Friday, April 13, 2007

How to Direct the Floating Mind, Or: Thoughts on Organizing Descriptive Essays

Someone in The Writing Center made a good point yesterday that one of the problems with writing a descriptive essay is knowing how to organize it. When you're writing a narrative, you can always just go chronological with it, this person said. And rightly so! When telling a story, you can always just start with what happened first, then say what happened next, and so forth, until it's done.

It's not so easy to do that with an essay that's primarily descriptive, though, right? So here are a few quick thoughts on methods of organizing pieces of descriptive writing.

1. Start general, and get more specific as you go. If I'm writing about a neighborhood, for instance, I could describe the neighborhood in general, then some important streets, then some important locations among those streets, then the most important location, then the most important part of the most important location. (The tallest slide at the coolest playground?)

2. Start specific, and get more general.
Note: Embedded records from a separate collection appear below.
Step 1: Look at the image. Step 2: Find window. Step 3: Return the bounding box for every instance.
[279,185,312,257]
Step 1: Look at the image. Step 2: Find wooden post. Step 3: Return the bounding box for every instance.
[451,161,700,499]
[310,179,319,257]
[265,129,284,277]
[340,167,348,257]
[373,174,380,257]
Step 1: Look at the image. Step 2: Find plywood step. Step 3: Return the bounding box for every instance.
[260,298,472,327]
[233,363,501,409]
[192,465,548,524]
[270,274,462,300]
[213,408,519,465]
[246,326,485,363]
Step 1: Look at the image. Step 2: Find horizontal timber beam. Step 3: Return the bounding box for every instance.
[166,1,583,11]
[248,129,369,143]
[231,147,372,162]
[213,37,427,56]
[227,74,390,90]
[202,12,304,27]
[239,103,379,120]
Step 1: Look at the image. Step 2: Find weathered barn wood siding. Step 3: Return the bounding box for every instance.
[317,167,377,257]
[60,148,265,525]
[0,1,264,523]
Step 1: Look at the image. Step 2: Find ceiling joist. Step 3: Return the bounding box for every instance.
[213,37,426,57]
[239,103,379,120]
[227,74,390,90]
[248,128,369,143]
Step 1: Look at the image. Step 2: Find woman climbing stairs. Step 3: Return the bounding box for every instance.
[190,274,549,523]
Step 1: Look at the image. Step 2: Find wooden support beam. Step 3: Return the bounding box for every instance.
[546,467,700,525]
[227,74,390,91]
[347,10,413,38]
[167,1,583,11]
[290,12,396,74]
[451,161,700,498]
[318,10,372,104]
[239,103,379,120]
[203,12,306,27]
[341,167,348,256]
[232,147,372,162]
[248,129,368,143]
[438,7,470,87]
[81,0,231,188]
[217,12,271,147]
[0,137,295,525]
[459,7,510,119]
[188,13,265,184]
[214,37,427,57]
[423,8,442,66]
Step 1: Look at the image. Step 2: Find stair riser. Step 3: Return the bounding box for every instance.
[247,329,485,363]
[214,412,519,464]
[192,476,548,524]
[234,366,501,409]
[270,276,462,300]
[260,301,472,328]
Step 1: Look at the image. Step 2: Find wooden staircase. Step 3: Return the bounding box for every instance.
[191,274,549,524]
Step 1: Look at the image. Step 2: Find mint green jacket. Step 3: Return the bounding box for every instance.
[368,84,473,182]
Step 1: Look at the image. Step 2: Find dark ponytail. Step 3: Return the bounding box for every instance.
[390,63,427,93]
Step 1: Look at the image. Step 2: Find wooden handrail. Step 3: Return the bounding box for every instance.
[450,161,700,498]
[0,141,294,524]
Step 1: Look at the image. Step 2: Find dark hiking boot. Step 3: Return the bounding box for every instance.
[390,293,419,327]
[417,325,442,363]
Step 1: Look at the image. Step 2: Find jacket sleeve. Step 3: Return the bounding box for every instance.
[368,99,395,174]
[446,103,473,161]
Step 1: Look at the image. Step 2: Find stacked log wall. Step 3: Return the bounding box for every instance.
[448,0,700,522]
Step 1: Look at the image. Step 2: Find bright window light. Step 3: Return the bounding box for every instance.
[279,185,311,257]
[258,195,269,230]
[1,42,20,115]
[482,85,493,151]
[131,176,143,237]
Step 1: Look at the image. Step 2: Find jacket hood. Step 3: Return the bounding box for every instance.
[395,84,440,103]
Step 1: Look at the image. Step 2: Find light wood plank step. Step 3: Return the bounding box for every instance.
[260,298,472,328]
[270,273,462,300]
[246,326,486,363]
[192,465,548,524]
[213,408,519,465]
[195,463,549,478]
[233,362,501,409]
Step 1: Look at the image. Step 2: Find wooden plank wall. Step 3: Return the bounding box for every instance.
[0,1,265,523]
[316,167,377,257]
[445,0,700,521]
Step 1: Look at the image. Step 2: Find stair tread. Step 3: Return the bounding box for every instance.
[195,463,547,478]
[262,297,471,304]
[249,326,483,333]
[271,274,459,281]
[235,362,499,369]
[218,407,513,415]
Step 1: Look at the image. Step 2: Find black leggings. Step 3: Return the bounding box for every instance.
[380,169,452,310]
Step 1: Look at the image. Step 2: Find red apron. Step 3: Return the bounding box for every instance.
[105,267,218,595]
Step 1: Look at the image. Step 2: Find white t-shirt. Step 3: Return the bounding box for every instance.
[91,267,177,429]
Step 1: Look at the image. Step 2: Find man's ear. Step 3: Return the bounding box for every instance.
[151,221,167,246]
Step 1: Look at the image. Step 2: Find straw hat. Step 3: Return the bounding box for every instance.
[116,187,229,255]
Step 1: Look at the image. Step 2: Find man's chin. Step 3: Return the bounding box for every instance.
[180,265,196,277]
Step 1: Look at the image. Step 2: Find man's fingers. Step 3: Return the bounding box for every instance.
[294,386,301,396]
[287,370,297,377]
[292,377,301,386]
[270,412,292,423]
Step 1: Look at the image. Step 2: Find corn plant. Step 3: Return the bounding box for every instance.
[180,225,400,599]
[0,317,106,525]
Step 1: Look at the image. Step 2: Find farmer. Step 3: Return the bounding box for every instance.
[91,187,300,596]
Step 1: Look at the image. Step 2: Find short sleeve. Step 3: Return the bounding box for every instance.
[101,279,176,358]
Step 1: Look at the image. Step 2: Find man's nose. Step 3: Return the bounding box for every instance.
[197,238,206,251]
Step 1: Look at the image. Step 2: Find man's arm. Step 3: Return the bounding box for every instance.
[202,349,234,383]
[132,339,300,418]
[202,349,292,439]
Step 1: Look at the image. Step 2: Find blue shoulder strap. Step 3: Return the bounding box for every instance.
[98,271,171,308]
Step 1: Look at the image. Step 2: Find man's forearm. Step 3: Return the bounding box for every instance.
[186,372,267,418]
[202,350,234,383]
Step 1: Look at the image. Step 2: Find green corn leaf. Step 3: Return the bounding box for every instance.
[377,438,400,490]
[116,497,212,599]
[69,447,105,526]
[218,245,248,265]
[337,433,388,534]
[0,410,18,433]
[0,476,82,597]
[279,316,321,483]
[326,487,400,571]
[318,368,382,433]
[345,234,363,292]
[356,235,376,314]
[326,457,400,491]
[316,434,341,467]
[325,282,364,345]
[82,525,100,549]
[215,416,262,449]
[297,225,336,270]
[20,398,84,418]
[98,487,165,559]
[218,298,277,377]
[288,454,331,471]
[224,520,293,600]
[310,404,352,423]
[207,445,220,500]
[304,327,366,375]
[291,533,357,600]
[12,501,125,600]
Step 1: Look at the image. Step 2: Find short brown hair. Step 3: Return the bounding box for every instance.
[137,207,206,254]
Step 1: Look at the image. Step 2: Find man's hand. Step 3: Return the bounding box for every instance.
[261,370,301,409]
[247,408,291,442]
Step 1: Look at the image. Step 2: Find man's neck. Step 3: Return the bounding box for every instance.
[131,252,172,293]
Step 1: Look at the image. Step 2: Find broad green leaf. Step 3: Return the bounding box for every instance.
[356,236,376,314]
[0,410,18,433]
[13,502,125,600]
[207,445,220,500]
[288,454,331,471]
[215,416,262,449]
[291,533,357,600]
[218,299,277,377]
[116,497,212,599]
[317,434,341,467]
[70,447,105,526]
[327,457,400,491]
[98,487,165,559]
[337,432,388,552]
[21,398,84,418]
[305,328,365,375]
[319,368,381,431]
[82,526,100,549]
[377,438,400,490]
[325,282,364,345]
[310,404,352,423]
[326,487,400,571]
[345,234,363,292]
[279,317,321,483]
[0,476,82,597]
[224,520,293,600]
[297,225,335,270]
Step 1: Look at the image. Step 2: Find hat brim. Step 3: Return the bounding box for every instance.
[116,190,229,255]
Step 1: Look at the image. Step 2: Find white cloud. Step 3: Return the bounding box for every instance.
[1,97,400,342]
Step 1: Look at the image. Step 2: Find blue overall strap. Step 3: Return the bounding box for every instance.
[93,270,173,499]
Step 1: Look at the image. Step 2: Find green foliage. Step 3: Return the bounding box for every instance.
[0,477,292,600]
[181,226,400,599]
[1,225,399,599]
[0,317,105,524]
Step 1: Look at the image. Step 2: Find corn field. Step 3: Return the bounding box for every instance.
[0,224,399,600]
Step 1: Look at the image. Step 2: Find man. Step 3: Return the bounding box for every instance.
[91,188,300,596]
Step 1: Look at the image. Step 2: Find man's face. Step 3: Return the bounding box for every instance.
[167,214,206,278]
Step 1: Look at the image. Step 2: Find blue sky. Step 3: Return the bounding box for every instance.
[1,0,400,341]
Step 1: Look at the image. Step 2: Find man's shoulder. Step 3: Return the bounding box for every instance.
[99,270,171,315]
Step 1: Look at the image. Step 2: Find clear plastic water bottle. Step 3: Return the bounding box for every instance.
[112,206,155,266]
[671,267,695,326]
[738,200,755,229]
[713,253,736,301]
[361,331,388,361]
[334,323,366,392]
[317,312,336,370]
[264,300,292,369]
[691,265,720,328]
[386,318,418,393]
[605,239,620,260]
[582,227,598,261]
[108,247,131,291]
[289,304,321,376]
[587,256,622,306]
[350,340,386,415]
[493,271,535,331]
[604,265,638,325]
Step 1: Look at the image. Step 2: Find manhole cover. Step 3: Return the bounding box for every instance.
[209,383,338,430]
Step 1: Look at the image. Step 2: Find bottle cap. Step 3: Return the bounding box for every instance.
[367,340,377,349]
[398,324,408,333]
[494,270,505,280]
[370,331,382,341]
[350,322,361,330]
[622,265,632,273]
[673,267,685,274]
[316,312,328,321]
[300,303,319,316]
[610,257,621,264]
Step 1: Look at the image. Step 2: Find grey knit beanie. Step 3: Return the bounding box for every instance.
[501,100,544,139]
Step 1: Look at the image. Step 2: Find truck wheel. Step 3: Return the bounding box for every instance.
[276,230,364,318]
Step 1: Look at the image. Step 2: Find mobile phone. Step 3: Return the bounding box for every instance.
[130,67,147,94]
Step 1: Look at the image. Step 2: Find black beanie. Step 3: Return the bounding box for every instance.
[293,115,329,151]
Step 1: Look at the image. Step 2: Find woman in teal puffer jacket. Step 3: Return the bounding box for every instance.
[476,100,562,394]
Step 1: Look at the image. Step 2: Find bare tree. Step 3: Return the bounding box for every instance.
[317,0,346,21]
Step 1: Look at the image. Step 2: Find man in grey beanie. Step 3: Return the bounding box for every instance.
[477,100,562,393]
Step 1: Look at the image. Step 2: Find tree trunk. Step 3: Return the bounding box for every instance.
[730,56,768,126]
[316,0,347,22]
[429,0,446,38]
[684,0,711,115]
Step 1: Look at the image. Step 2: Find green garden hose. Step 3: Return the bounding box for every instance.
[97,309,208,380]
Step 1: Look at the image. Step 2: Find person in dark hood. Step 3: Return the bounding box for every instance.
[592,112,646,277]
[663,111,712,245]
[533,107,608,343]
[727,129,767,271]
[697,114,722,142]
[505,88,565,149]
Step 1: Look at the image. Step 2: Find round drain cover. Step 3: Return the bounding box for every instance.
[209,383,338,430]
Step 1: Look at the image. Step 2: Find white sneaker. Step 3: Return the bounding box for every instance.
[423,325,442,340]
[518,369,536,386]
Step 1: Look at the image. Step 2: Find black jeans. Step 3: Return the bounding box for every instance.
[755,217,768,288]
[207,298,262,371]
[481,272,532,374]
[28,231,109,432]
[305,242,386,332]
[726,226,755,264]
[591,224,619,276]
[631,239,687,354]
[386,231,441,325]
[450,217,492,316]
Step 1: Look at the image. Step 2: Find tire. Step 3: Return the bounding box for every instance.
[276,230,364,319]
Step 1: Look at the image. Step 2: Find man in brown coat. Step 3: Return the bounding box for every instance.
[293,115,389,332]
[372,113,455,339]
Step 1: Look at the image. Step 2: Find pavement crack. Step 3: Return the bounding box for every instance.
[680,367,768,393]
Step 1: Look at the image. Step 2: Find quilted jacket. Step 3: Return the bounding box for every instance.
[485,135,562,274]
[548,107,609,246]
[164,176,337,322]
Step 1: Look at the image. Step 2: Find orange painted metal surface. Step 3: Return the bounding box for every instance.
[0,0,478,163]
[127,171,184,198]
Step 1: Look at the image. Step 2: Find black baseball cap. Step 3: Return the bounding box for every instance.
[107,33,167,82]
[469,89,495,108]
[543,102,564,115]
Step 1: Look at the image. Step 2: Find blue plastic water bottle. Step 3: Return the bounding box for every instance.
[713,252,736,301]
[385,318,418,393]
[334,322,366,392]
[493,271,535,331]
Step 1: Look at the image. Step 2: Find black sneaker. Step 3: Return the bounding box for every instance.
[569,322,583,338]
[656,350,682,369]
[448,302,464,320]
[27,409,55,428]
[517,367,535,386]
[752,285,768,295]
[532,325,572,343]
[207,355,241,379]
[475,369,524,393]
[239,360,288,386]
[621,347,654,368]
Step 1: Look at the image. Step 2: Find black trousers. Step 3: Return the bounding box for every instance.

Like #1, but the opposite. I start on the tallest slide in the coolest playground, the describe the playground in general, then some other important places in the neighborhood, then streets, and so forth...

3. Be chronological anyway. (But don't lapse into narrative if you're trying to be descriptive.) In other words, I could describe stuff about the neighborhood the first time I was there, then some other stuff that was important later, then some other stuff in the neighborhood that I got to know even later...and so forth until I describe aspects of the neighborhood that exist right now.

4. Reverse chronological. Like 3, but opposite. This one's a bit tricky, but: You could describe the neighborhood now, then describe things about it from a little while back, then stuff from even before that, and then describe how it was when you first encountered it, on that very first day.

5. In order of growing importance or intensity. This utilizes the idea of growing suspense or intensity that is often used in narratives, but can still be applied to descriptive essays. The example I wrote above for strategy #1 moves general to specific, but also in order of growing importance.

6. Spatial. You could take the reader on a tour of the place or thing you're describing, moving through the space in words the way you would if you were walking or driving around. Travel guides are oftened organized this way, but the paragraphs of even a short essay could always be placed in a spatial order.

There are certainly other organizational strategies available to you, but the ones above are pretty common and useful. Happy writing!